Iran's Finance Minister, Shamseddin Hosseini, said Tuesday that international sanctions against his country had pushed inflation above 30% and were causing "a lot of trouble", AFP reported.

At the same time he stressed that Iran's nuclear drive would not be halted, the report said.

Lashing out at measures by the United Nations, United States and European Union, Hosseini said the Iranian economy was increasingly gearing up to produce at home the goods that it cannot import.

"We work harder, we work more, we strive much more, we find new ways; we even change trading partners," he told a group of reporters at the Iranian UN mission in New York.

The UN Security Council has ordered four rounds of sanctions to back demands that Iran halt its uranium enrichment. Measures by the United States and EU also target Iran's oil exports and central bank activities.

Western nations say Iran is hiding efforts to make a nuclear bomb. Iran denies the charge, but refuses to disclose key details to the UN atomic watchdog.

"We never have and we never will stop behind the obstacles they create on our path," Hosseini declared, according to AFP.

The minister said the sanctions were "quite vast, all-encompassing and political most of all." They cause "quite a lot of trouble, quite a lot of hard work," he added.

The minister said Iran's inflation rate was now above 30%, up from an official rate of 21% a year ago. Analysts say the figure is much higher. He said unemployment had fallen from 12.3% a year ago to 12.2%.

"The waves of inflation in the last calendar year, we see these being born out of sanctions," Hosseini said.

Sanctions on the oil industry and the central bank had produced a "currency shock" and an "overwhelming" increase in prices of imported goods, he said.

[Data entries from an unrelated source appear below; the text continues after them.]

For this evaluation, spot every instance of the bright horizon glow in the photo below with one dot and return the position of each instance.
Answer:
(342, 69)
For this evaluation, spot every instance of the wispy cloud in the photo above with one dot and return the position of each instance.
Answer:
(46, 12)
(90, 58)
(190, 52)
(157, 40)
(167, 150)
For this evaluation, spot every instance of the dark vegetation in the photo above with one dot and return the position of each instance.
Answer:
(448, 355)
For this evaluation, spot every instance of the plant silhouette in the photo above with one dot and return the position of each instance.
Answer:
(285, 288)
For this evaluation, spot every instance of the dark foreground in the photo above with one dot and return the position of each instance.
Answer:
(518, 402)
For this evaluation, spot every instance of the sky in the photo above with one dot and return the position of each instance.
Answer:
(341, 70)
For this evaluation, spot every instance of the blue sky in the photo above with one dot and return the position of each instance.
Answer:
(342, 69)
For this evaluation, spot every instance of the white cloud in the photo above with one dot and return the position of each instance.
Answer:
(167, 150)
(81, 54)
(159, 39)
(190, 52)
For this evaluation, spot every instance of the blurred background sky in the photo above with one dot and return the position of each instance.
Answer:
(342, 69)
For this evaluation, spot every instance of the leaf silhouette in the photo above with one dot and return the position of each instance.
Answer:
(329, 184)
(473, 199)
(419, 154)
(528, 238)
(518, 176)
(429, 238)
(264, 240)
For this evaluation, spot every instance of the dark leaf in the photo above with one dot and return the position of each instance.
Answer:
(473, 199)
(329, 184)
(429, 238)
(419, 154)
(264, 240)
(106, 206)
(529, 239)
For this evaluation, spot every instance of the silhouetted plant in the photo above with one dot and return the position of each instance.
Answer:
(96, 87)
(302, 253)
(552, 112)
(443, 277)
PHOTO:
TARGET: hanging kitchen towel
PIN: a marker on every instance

According to the minister, non-oil exports, including mining, agricultural and industrial products, rose by 20% in 2012 and that imports declined by 14%.

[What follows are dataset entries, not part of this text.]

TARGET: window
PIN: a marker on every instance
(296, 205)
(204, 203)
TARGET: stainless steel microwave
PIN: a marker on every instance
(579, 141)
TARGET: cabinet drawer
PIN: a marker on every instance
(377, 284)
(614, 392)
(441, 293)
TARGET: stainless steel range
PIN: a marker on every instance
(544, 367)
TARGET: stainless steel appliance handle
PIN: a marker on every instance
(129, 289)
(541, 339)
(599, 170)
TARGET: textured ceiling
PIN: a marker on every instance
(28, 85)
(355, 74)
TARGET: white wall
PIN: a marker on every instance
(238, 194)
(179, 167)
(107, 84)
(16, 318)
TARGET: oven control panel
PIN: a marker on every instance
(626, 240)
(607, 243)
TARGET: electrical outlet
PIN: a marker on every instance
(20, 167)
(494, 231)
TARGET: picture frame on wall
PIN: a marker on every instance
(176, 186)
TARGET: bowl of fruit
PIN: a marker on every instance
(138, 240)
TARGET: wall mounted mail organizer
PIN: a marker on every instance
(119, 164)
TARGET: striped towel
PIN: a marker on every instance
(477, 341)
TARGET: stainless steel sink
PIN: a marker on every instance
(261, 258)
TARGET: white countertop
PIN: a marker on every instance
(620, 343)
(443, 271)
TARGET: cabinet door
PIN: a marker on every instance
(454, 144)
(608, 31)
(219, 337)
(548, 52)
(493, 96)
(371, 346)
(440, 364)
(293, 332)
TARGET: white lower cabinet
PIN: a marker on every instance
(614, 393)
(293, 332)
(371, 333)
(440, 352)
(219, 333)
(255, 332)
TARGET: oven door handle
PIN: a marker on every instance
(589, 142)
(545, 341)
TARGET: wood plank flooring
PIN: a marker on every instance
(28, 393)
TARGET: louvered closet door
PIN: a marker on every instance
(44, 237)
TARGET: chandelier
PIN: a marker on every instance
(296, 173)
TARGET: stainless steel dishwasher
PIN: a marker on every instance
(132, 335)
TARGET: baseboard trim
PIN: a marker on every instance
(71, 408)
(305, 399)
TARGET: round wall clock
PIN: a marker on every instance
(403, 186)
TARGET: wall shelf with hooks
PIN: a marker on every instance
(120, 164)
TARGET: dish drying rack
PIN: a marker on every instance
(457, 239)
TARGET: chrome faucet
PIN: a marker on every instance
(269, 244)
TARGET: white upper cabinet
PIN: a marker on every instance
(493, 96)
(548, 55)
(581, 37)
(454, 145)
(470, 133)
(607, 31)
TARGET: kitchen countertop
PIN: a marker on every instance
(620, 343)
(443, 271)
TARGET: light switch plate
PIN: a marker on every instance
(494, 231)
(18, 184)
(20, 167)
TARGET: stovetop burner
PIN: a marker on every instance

"We strive to make up for the decrease in oil exports and trade in general," he said, adding that the government had "no doubt" that the economy had grown in the past year.

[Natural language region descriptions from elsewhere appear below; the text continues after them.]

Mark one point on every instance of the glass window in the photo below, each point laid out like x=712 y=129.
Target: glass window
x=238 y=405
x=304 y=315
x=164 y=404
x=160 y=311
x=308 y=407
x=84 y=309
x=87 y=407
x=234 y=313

He said fewer Iranians were travelling abroad. "There is no reason for us to keep throwing outside of Iranian borders the hard earned petro-dollars."

Hosseini said that the government had given an extra $2.7 billion dollars worth of cash handouts to needy families at the end of 2012 in a bid to overcome hardships caused by sanctions.

Iran’s President Mahmoud Ahmadinejad made a rare acknowledgment several months ago of the economic challenges his country is facing.

“This was a very difficult year for our economy,” Ahmadinejad said, accusing the United States of using its vast economic might to exert unfair pressure on the much smaller Iranian economy.

Ahmadinejad had steadfastly denied that the sanctions are hurting the economy, until Iranian Oil Minister Rostam Qasemi broke ranks and admitted that the sanctions have sliced oil exports by 45 percent.

A recent report to Congress indicated that Western sanctions on Iran have contributed to a drop in the Islamic Republic's access to global sources of capital last year.